The £60,000-a-year paid to police is part of a list of so-called “management adjustments”, cuts made by council bosses without approval of elected councillors.

The list is normally made public in October but has not been formally published with committee or council papers and will not be part of the budget consultation by the SNP administration.

It also includes cutting 16 jobs, reducing school and council building cleaning, and replacing milk or diluted fruit juice to school meals with water. Pupils will continue to get free milk daily at other times.

Labour councillor Danny Lennie blasted the cut to the noise complaints service. Police will still take calls but the Clydebank Waterfront member said it would mean anti-social behaviour calls would be pushed further down the priority list.

He said: “I live in a high flat. The management that put this in place have never been in a high flat. You have put the residents in danger. Everybody is going to terrorise my high flat.

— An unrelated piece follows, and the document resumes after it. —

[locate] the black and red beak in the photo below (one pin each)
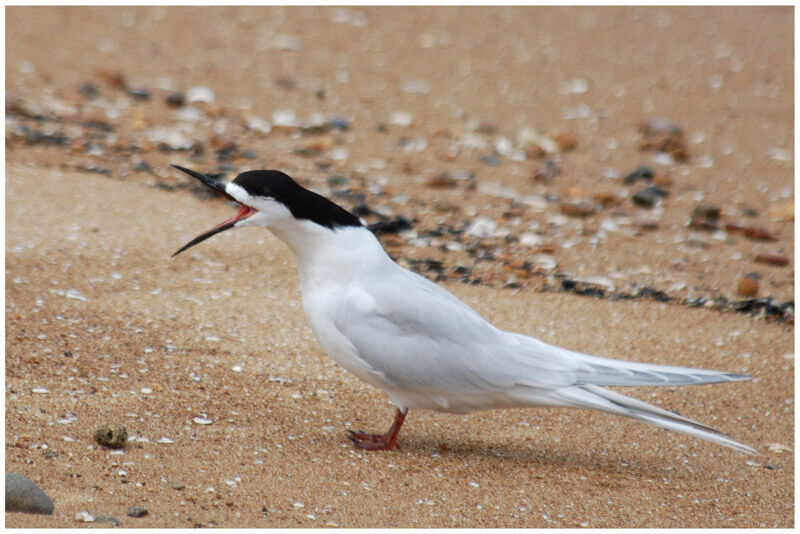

That is not acceptable.”

SNP finance convener Cllr Ian Dickson replied: “I think you do our citizens a great disservice by assuming they’re going to commit anti-social behaviour.”

Management adjustments were not part of the formal council meeting papers but can be requested.

It made for a messy debate about draft budget calculations over what has been cut by council officers, what could be cut by councillors and how open the process has been.

When questioned by Labour what the SNP would put in place of the anti-social behaviour service, Cllr Dickson replied: “It’s a management adjustment so it’s not a council decision.

“As management adjustments, we can look at that in February. Let’s have a grown-up discussion.”

Labour Cllr Gail Casey hit back: “This is not getting consulted on.”

Cllr David McBride said: “Currently residents can phone the police and they must respond within two hours. This is a political cut and it shouldn’t be hidden away from councillors, the public and the press.”

“I think our residents will think that £60,000 is excellent value for money for residents who make a noise complaint.”

Speaking after the meeting, police said they take all anti-social behaviour complaints seriously.

Inspector David Quinn said: “We treat noise complaints seriously and work with partner agencies to find a solution to them. We will of course take enforcement action when required and I would remind residents to be considerate towards their neighbours.”